"Der reale Fall, der dahinter steckt, ist der Mord an Helga Matura, die im Januar 1966 durch 16 Stiche ermordet wurde, und der Fall wurde eben nie aufgeklärt."
Der Fall Matura erinnert stark an den noch heute viel präsenteren Fall der Rosemarie Nitribitt neun Jahre zuvor und hatte schon lange das Interesse des Autors geweckt. Auch Helga Matura, ihren Freiern bekannt als Karin Rosenherz, war eine Edel-Prostituierte, auch sie hatte Kontakte zu Prominenten aus Wirtschaft, Politik, auch damals ermittelte die Polizei diskret und die Fantasie der Zeitungsleser schoss ins Kraut. Dass beide Morde nicht aufgeklärt wurden, hängt auch damit zusammen, dass es zu viele Spuren gab und manche wohl, wie bald danach der komplette Fall, zu früh ad acta gelegt wurden, weil es um allzu hochgestellte Persönlichkeiten ging. Wie der Autor schon im letzten Roman - "Die Partitur des Todes” - ein reales historisches Ereignis zum Ausgangspunkt eines Krimis gewählt hat, hat es ihm nun die Akte Rosenherz angetan.
"Die gesamte Akte umfasst 10.000 Seiten, also die reale Ermittlungsakte, und gereizt hat mich eigentlich daran, dass ich es immer gern habe, wenn mir die Realität den festen Boden unter die Füße gibt beim Schreiben, dass die Fantasie sozusagen ein Sprungbrett hat. Da war eben absolut alles drin. Da waren die Tatortfotos drin, der erste Anruf, sämtliche Zeugenvernehmungen, das Obduktionsprotokoll, der Wetterbericht, den man detailliert angefordert hatte, alles. Also ich hatte einen riesigen Schatz gehoben, als ich diese Akten da sah. Eine dramaturgische Herausforderung war dann, einen Fall zu konstruieren, der heute stattfindet, ein heutiges Verbrechen, das irgendwie mit dem Alten in Verbindung steht."
"Die Akte Rosenherz”, wie Jan Seghers seinen Roman nennt, dient ihm lediglich als Ausgangspunkt. Mit der Tatortbesichtigung im Jahr 1966 beginnt er den vierten Krimi mit Kommissar Marthaler, in seinem Zentrum steht der dreiste Raub eines berühmten, also praktisch unverkäuflichen Bildes aus dem Frankfurter Städel.

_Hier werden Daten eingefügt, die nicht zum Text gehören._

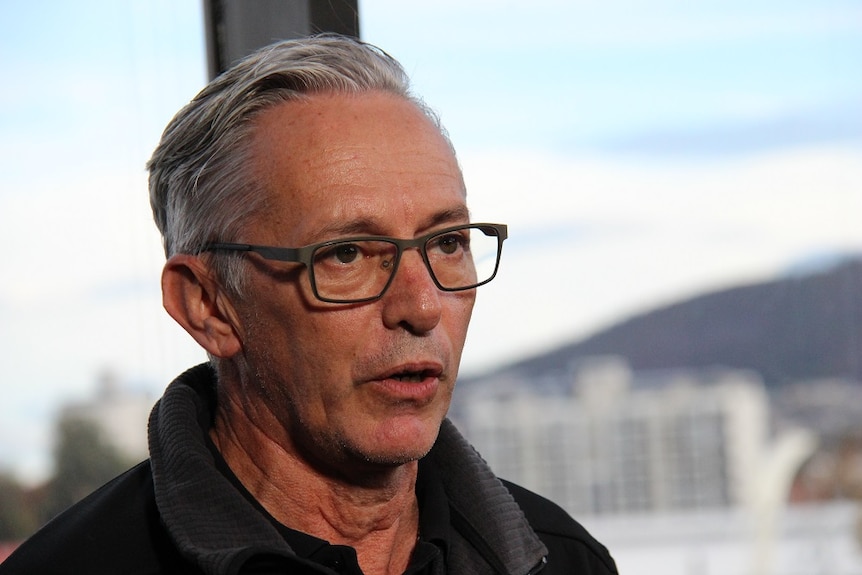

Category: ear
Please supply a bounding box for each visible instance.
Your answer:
[162,254,242,358]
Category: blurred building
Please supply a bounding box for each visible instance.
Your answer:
[459,357,769,515]
[60,372,155,461]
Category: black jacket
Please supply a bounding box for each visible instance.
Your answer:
[0,366,616,575]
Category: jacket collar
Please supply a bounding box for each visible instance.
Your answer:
[149,364,547,575]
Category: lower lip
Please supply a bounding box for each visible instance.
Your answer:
[372,377,440,403]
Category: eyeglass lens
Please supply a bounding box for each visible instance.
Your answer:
[312,227,499,300]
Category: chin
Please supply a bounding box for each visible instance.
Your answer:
[363,420,440,465]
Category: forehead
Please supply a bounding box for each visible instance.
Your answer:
[246,92,465,241]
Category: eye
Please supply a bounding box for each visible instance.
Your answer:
[316,244,360,264]
[433,233,470,255]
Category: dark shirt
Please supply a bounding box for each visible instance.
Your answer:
[207,438,449,575]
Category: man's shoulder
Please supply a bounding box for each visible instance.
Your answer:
[0,462,194,575]
[502,480,617,575]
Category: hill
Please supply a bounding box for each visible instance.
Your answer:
[482,258,862,386]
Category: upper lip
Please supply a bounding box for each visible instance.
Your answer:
[373,361,443,381]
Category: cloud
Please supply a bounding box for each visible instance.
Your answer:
[595,99,862,159]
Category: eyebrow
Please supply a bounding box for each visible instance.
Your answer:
[315,205,470,241]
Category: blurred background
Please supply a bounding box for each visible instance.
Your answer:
[0,0,862,575]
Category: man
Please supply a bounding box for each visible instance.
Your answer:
[0,36,616,575]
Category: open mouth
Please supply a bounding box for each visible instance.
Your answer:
[390,370,434,383]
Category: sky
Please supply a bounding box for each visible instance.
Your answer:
[0,0,862,481]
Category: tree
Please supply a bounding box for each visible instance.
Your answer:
[0,474,38,541]
[43,416,131,519]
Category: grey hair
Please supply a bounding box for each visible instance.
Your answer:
[147,34,451,294]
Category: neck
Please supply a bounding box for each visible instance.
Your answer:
[210,402,419,575]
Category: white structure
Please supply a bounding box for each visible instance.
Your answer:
[459,357,769,516]
[61,373,155,461]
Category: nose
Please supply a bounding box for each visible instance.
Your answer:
[382,249,443,335]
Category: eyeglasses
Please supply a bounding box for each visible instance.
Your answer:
[201,220,508,303]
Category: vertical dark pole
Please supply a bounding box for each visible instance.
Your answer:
[204,0,359,79]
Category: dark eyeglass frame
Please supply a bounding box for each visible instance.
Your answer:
[199,223,509,304]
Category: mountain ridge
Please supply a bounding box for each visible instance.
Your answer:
[469,255,862,386]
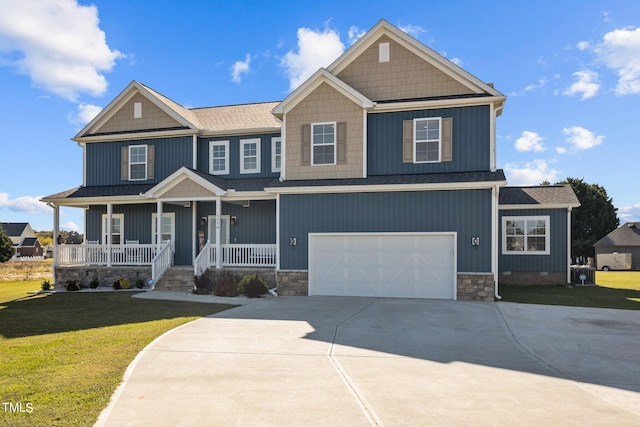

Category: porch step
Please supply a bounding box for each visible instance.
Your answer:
[154,266,195,292]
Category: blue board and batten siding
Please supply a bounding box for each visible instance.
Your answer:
[367,105,491,175]
[280,190,492,272]
[85,136,193,186]
[198,133,280,179]
[498,209,569,272]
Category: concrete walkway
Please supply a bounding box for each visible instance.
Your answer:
[97,297,640,427]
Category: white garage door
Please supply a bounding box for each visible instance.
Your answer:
[309,233,456,299]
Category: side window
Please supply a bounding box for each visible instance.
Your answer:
[502,216,550,255]
[240,138,260,173]
[271,137,282,172]
[209,141,229,175]
[311,122,336,166]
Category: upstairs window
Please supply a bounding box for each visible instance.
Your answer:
[129,145,147,181]
[502,216,550,255]
[209,141,229,175]
[240,138,260,173]
[311,122,336,166]
[413,117,440,163]
[271,137,282,172]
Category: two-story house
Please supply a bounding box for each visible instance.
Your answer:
[43,20,579,300]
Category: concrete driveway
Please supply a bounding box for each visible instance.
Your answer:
[97,297,640,427]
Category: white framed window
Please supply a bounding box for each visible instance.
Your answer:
[240,138,260,173]
[413,117,442,163]
[502,215,550,255]
[102,214,124,245]
[311,122,336,166]
[129,145,147,181]
[209,141,229,175]
[151,212,176,243]
[271,136,282,172]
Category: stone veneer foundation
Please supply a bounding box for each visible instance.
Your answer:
[276,271,495,301]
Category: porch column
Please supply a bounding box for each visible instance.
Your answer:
[216,197,222,268]
[107,203,113,267]
[156,200,162,250]
[49,204,59,285]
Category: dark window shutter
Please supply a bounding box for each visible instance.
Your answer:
[301,125,311,166]
[402,120,413,163]
[441,117,453,162]
[120,147,129,181]
[336,122,347,165]
[147,145,156,179]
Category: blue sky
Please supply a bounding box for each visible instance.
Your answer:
[0,0,640,232]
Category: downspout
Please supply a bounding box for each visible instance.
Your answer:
[491,184,502,300]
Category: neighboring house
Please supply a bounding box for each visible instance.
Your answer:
[593,222,640,270]
[0,222,44,257]
[43,20,577,300]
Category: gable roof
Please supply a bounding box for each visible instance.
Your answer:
[0,222,29,237]
[498,184,580,209]
[593,222,640,246]
[327,19,504,97]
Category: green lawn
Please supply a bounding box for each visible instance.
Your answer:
[500,271,640,310]
[0,281,232,426]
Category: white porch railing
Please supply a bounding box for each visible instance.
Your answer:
[151,242,173,289]
[58,243,158,265]
[193,242,277,276]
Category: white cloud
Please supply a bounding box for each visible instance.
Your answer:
[564,70,600,100]
[281,27,344,90]
[398,24,427,38]
[504,160,560,185]
[516,130,545,151]
[594,27,640,95]
[60,221,80,233]
[231,53,251,83]
[0,193,52,214]
[0,0,123,101]
[562,126,604,150]
[67,104,102,125]
[348,25,367,44]
[618,203,640,223]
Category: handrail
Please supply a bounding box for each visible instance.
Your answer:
[151,241,173,289]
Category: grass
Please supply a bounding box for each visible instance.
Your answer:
[500,271,640,310]
[0,280,232,426]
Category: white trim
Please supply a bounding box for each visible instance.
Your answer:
[264,181,506,194]
[127,144,149,181]
[372,96,507,113]
[209,141,230,175]
[501,215,551,255]
[100,213,124,245]
[311,122,338,166]
[413,117,442,164]
[271,136,282,172]
[151,212,176,244]
[240,138,262,174]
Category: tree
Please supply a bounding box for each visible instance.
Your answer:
[0,226,16,263]
[558,178,620,259]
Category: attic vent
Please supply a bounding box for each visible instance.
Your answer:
[378,42,389,62]
[133,102,142,119]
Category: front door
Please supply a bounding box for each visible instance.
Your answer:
[207,215,229,245]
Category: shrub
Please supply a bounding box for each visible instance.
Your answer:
[238,274,269,298]
[65,280,82,292]
[113,278,131,289]
[213,270,240,297]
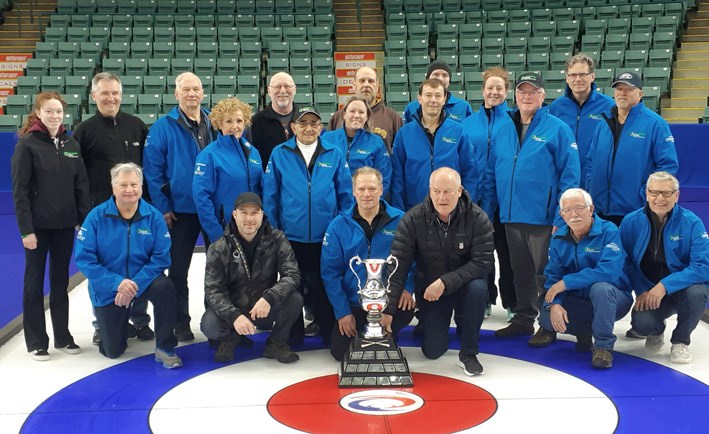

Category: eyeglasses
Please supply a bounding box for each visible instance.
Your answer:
[561,205,588,215]
[296,121,322,128]
[566,72,592,80]
[647,190,677,199]
[515,90,541,98]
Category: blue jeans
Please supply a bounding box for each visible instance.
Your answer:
[417,279,489,359]
[631,283,708,345]
[539,282,633,350]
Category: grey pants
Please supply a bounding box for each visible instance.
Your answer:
[505,223,552,324]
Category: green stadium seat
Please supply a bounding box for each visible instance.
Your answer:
[124,57,148,75]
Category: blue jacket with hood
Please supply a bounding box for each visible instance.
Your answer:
[320,200,414,319]
[192,134,263,243]
[143,106,216,214]
[460,101,512,200]
[586,101,679,216]
[263,137,354,243]
[74,196,171,307]
[481,107,579,227]
[390,110,478,211]
[549,83,615,184]
[322,127,391,196]
[544,216,625,304]
[620,205,709,295]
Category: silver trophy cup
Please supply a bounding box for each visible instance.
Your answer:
[350,255,399,339]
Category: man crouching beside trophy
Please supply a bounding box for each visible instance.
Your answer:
[384,167,493,375]
[320,166,415,387]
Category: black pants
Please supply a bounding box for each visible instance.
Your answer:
[22,228,74,351]
[94,275,177,359]
[505,223,552,325]
[330,306,414,360]
[168,212,206,325]
[290,241,335,346]
[416,279,488,359]
[200,292,303,344]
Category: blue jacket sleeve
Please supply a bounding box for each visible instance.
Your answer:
[391,134,406,211]
[661,219,709,294]
[320,221,352,319]
[192,152,221,243]
[263,154,283,230]
[143,123,172,214]
[74,212,125,306]
[563,230,625,291]
[131,216,172,297]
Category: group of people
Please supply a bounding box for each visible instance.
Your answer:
[12,54,709,375]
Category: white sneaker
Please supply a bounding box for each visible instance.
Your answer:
[645,335,665,353]
[670,344,692,363]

Es gibt einen mysteriösen Hinweis. Ein Obdachloser will die Täter kennen. Das Wort "Rosenherz” ist aber alles, was er auf einem Zettel hinterlässt, bevor er verschwindet und später ermordet wird. So wird die Akte zum Schlüssel des neuen Falls. Über die Handlung im Einzelnen sollen hier nicht viele Worte verloren werden - mit Ausnahme dessen vielleicht, dass Marthaler eigentlich gar nicht ermitteln darf, weil seine Frau bei dem Kunstraub schwer verletzt wurde. Er also persönlich involviert ist. Oder dass sich eine junge Journalistin über die Maßen engagiert in die Ermittlungsarbeit drängelt. Es gelingt dem Autor auf perfekte Weise, beide Fälle zu verschachteln, immer wieder neue Konfliktpotenziale zwischen Marthaler und seinen Kollegen, seiner Frau Tereza, der jungen Journalistin, der verhassten Sensationspresse vor Ort zu kreieren und beide Fälle nach 480 Seiten atemberaubender Spannung plausibel zu lösen! Jan Seghers Kriminalromane - bei ihm lohnt es sich, die Gattungsbezeichnung vollständig auszusprechen - bieten auf vielfältige Weise mehr als nur Spannung. Er nimmt sich Zeit auch für abseitige Figuren, versieht sie mit einer Geschichte, gründet ihre Handlungsweise in konkreten Erfahrungen, auch in konkreten Orten, die ein Eigenleben entwickeln.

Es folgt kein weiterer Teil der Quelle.